Ultrasound offers a radiation-free, cost-effective solution for real-time visualization of spinal landmarks, paraspinal soft tissues and neurovascular structures, making it valuable for intraoperative guidance during spinal procedures. However, ultrasound suffers from inherent limitations in visualizing complete vertebral anatomy, in particular vertebral bodies, due to acoustic shadowing effects caused by bone. In this work, we present a novel multi-modal deep learning method for completing occluded anatomical structures in 3D ultrasound by leveraging complementary information from a single X-ray image. To enable training, we generate paired training data consisting of: (1) 2D lateral vertebral views that simulate X-ray scans, and (2) 3D partial vertebrae representations that mimic the limited visibility and occlusions encountered during ultrasound spine imaging. Our method integrates morphological information from both imaging modalities and demonstrates significant improvements in vertebral reconstruction (p < 0.001) compared to state of art in 3D ultrasound vertebral completion. We perform phantom studies as an initial step to future clinical translation, and achieve a more accurate, complete volumetric lumbar spine visualization overlayed on the ultrasound scan without the need for registration with preoperative modalities such as computed tomography. This demonstrates that integrating a single X-ray projection mitigates ultrasound's key limitation while preserving its strengths as the primary imaging modality. Code and data can be found at https://github.com/miruna20/US-X-Complete

Paper Structure

This paper contains 20 sections, 5 figures, 1 table.

Figures (5)

  • Figure 1: Overview of the proposed method: (a) Data Generation Pipeline: Synthetic training data is derived from annotated CT scans, simulating ultrasound-consistent partial vertebral observations to mimic acoustic shadowing. Simultaneously, 2D lateral X-ray projections of 3D vertebral segmentations are generated. These multi-modal observations are merged into an anatomically aligned 3D point cloud representation.(b) The aligned observations undergo a two-stage completion process.

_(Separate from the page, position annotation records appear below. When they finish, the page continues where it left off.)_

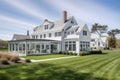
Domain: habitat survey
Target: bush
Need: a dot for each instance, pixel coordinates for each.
(60, 52)
(15, 58)
(95, 52)
(27, 60)
(4, 61)
(5, 55)
(84, 53)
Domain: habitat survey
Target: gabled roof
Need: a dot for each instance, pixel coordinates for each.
(20, 37)
(58, 25)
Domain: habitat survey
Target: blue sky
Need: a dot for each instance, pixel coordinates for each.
(18, 16)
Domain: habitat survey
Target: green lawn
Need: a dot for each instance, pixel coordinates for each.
(91, 67)
(45, 56)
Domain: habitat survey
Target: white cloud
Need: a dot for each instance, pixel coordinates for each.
(29, 9)
(16, 22)
(88, 11)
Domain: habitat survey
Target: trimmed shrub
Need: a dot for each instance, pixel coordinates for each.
(95, 52)
(4, 61)
(27, 60)
(84, 53)
(60, 52)
(5, 55)
(15, 58)
(75, 53)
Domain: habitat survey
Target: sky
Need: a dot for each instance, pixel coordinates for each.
(18, 16)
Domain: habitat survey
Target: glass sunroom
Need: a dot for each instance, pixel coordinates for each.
(34, 46)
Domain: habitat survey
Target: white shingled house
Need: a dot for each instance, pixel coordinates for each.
(54, 37)
(98, 42)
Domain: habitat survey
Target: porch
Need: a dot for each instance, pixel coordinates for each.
(34, 46)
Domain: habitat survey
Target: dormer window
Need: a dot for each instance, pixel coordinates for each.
(84, 33)
(46, 26)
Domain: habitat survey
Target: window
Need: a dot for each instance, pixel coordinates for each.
(40, 36)
(46, 26)
(84, 45)
(57, 34)
(44, 35)
(49, 34)
(36, 36)
(70, 46)
(84, 33)
(33, 37)
(93, 40)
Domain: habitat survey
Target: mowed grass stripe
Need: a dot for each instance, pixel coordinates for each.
(70, 61)
(113, 69)
(91, 62)
(100, 71)
(102, 63)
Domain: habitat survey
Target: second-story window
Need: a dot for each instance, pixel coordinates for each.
(46, 26)
(36, 36)
(40, 36)
(57, 34)
(44, 35)
(49, 34)
(84, 33)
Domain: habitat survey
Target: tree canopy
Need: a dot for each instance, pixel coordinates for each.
(99, 28)
(113, 32)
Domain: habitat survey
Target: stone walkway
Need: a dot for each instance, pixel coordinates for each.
(53, 59)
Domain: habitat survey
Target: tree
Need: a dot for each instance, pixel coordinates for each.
(99, 28)
(112, 40)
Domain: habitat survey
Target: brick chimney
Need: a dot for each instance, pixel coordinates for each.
(27, 32)
(46, 20)
(64, 16)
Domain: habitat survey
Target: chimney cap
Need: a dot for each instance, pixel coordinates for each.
(27, 32)
(46, 20)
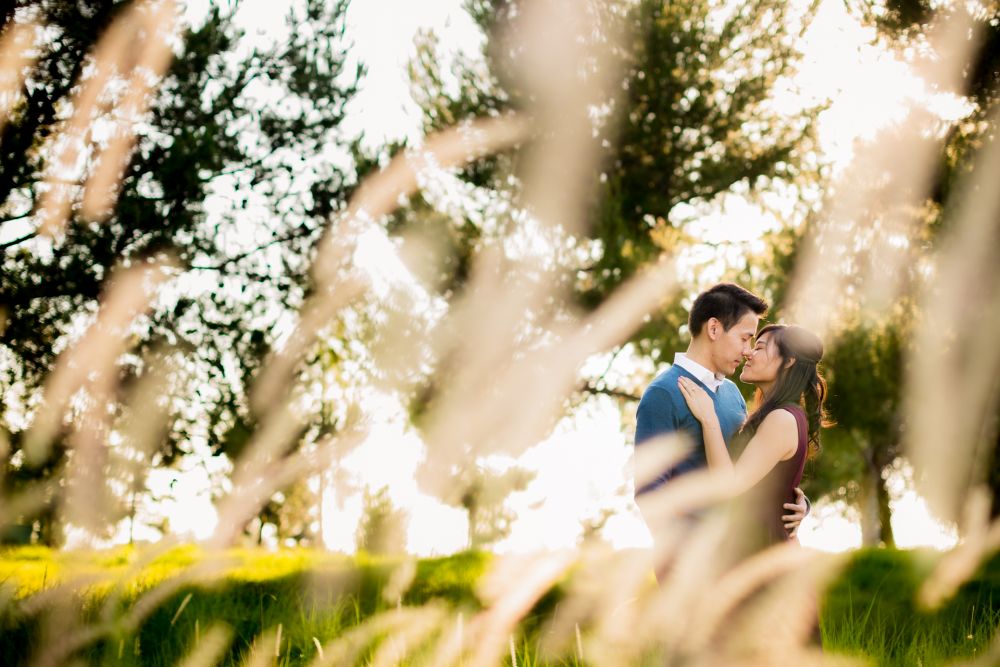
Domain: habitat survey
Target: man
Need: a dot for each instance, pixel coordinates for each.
(722, 322)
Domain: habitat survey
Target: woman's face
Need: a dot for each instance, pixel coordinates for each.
(764, 362)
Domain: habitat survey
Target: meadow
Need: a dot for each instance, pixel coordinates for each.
(293, 602)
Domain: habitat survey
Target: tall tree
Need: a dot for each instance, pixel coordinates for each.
(217, 179)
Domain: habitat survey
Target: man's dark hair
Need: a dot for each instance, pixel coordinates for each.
(726, 302)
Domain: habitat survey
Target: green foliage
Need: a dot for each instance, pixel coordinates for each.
(207, 134)
(484, 497)
(869, 611)
(695, 120)
(382, 528)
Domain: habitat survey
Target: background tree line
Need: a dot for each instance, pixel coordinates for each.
(236, 189)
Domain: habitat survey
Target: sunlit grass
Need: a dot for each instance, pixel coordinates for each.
(869, 612)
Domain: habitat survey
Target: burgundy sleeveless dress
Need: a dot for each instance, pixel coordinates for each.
(777, 488)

The coarse stage extracts global features from both modalities to generate a vertebral template, which is then refined with detailed features from ultrasound and X-ray data to produce the final complete shape.
  • Figure 2: The coarse-stage network is trained to reconstruct the full vertebral shape from ground truth data, which implicitly teaches it a shape prior for lumbar vertebrae. Simultaneously, it learns to complete the shape conditioned on multi-modal partial observations from ultrasound and X-ray. As a result, the network outputs anatomically plausible coarse vertebral templates that integrate prior knowledge with image-based observations.
  • Figure 3: Data acquisition and pre-processing for validating the proposed method using two spine phantoms. We acquire registered ultrasound and X-ray scans and integrate both modalities into our unified 3D point cloud representation before feeding it into the multi-model shape completion pipeline.
  • Figure 4: Qualitative comparison of previously introduced ultrasound-based vertebral shape completion method gafencu2024shape versus our proposed multi-modal approach on two spine phantoms.
  • Figure 5: Two lumbar spine phantoms utilized to conduct validation of our method within a clinical-like setup.